Cydnidae are a family of pentatomoid bugs, known by common names including burrowing bugs or burrower bugs. As the common name would suggest, many members of the group live a subterranean lifestyle, burrowing into soil using their head and forelegs, only emerging to mate and then laying their eggs in soil. Other members of the group are not burrowers, and live above the soil layer, often in close association with plants.

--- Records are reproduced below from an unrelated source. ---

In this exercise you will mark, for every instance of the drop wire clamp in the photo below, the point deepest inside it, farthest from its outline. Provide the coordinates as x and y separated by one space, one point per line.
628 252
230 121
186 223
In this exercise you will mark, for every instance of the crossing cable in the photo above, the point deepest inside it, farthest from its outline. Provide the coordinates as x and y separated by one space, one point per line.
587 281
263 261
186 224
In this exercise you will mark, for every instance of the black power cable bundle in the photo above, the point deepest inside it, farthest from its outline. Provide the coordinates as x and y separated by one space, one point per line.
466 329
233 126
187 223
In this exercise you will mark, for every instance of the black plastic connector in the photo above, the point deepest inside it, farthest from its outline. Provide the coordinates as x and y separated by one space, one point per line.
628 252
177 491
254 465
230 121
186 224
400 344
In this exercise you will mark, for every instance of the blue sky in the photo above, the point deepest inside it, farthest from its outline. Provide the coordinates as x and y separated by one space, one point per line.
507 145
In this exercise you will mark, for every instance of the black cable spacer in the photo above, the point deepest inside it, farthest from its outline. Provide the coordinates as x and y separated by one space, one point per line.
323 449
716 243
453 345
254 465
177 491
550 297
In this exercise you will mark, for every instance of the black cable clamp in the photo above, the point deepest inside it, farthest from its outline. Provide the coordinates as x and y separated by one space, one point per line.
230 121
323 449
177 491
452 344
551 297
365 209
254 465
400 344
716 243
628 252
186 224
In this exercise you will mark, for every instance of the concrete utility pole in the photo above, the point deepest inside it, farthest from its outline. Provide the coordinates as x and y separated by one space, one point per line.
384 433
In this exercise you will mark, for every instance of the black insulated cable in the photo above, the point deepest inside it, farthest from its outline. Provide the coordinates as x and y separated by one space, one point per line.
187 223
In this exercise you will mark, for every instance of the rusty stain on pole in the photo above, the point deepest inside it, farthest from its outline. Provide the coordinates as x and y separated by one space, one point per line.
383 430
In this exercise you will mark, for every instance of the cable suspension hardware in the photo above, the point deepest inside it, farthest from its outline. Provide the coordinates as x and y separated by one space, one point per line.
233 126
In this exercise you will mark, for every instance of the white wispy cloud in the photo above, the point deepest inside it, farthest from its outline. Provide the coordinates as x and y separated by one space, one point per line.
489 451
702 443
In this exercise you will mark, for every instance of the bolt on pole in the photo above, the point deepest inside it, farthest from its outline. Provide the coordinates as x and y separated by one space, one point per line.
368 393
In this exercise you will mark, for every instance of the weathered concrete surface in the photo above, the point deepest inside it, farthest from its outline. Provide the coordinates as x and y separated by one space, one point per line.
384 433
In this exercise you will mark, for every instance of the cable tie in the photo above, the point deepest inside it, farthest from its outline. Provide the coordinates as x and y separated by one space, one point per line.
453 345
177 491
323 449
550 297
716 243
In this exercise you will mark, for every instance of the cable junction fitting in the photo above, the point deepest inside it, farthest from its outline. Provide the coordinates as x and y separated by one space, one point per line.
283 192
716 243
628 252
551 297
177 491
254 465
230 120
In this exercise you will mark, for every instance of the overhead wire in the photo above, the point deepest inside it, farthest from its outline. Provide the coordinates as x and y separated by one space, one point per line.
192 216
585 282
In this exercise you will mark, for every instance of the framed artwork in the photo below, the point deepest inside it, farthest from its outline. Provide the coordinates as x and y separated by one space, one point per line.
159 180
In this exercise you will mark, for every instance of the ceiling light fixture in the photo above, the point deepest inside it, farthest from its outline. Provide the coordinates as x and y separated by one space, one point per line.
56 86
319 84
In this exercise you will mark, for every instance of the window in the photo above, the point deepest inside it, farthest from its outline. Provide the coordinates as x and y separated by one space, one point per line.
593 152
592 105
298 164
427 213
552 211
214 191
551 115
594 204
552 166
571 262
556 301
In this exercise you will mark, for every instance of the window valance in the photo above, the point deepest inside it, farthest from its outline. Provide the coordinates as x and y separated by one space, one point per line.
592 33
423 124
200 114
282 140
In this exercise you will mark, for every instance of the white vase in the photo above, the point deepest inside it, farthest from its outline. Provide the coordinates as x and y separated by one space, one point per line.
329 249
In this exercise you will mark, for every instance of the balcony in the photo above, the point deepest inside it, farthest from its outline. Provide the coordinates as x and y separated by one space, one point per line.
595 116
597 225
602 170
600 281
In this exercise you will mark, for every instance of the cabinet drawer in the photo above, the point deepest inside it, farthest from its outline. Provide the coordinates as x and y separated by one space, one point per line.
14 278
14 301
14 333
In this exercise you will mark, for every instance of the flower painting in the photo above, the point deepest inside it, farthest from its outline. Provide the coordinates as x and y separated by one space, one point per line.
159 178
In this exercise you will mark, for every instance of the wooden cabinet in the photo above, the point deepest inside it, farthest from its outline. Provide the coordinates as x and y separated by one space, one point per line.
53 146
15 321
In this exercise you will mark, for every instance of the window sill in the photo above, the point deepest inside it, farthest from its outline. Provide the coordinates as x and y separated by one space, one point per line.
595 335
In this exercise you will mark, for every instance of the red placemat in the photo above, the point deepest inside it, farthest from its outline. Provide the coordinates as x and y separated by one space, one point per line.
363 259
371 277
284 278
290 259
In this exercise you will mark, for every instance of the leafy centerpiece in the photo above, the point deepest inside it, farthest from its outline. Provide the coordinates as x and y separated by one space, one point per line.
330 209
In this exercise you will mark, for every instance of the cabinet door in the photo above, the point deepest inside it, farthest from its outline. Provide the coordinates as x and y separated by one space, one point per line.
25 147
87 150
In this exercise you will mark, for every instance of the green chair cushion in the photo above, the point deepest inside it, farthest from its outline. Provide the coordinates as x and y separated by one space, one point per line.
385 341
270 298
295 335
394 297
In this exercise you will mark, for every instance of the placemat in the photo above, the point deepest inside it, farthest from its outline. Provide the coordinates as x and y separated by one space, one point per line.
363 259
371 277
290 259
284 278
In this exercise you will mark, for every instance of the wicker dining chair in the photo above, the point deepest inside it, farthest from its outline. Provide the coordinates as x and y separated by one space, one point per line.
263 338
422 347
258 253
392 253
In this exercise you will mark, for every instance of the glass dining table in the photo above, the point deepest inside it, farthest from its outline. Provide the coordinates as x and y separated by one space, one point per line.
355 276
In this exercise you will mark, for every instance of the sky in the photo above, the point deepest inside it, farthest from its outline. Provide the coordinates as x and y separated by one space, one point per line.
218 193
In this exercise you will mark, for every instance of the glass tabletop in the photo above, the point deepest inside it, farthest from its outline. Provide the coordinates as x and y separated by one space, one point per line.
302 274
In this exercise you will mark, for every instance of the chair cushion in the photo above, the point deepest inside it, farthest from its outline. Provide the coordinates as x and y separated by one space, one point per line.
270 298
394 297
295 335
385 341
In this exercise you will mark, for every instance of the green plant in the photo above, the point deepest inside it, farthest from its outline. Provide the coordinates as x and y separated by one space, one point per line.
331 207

Several species are known as agricultural pests.

== Description ==
Burrowing bugs range from 2 to 20 mm in length. They are dark, ovoid in shape and highly sclerotised. The head is generally subquadrate to semicircular in shape, and has a pair of 5-segmented antennae. The coxae of the legs have setal combs, while the apices of the mid and hind coxae are fringed with rigid setae. The tibiae of the legs (also often the head and pronotum) have spines. The tarsi of the legs are 3-segmented and often reduced.

Similar to other pentatomoids, Cydnidae have glands in the thorax (adults) or the lateral part of the abdomen (nymphs) that secrete a foul-smelling mix of chemicals for defense against predators.

== Ecology ==
Cydnidae in subfamilies Cydninae and Cephalocteinae live mostly in soil and feed on roots of plants. Those in subfamilies Parastrachinae, Sehirinae and Thyreocorinae instead live on aboveground parts of plants. Adults are attracted to light and sometimes in large numbers.

Cydnidae feed on sap from phloem, unlike other heteropterans.

== Importance ==
As of 2003, there were 27 cydnid species reported as crop pests and six that feed on peanut. Of the peanut-feeding species, Pangaeus bilineatus is the most abundant and the only one associated with feeding injury to peanut kernels.

Another pest is Fromundus pygmaeus, which attacks rice seedlings, sugarcane, fallen seeds of grasses and roots of soybean and clover.

Some cydnids are medically important. The aforementioned F. pygmaeus facultatively sucks blood from humans, while Chilocoris assmuthi can cause brown lesions on skin (usually on the feet) with its defensive secretions.

==Subfamilies and taxonomy==
BioLib includes the following subfamilies:
- Amnestinae Hart, 1919
  - †Acanthamnestus Du, Yao & Engel, 2022 Burmese Amber, Myanmar, mid Cretaceous (latest Albian-earliest Cenomanian)
  - Amnestus Dallas, 1851
  - †Chilamnestocoris Lis et al., 2018 Burmese Amber, Myanmar
  - †Cilicydnus Yao et al., 2007 Yixian Formation, China, Early Cretaceous (Aptian)
  - Lattinestus Eger, 2008
  - †Latiscutella Pinto & de Ornellas, 1974 Crato Formation, Codo Formation, Brazil, Aptian
  - †Orienicydnus Yao et al., 2007 Yixian Formation, China
  - †Pricecoris Pinto & de Ornellas, 1974 Codo Formation, Brazil
  - †Punctacorona Wang et al., 2019 Burmese Amber, Myanmar
- Cephalocteninae Mulsant & Rey, 1866
  - Cephaloctenini Mulsant & Rey, 1866
    - Cephalocteus Dufour, 1834
    - Heissocteus Lis, 2006
  - Scaptocorini Froeschner, 1960
    - Afroropus Lis, 1999
    - Atarsocoris Becker, 1967
    - Pseudostibaropus Lis, 1991
    - Scaptocoris Perty, 1833
    - Schiodtella Signoret, 1882
    - Stibaropus Dallas, 1851
- †Clavicorinae Popov, 1986
  - †Clavicoris Popov, 1986 Gurvan-Eren Formation, Mongolia, Aptian
  - †Cretacoris Popov, 1986 Daya Formation, Russia, Early Cretaceous, Gurvan-Eren Formation, Mongolia
- Cydninae Billberg, 1820
- Garsauriinae Froeschner, 1960
  - Garsauria Walker, 1868
  - Garsauriella Linnavuori, 1993
- Sehirinae Amyot & Audinet-Serville, 1843
  - †Eocenocydnus Popov, 2019 Bembridge Marls, United Kingdom, Eocene (Priabonian)

In some older classifications, Cydnidae sensu lato includes the subfamily Thyreocorinae (now a separate family, Thyreocoridae), which are known commonly as "negro bugs" or "ebony bugs", and/or the families Thaumastellidae and Parastrachiidae.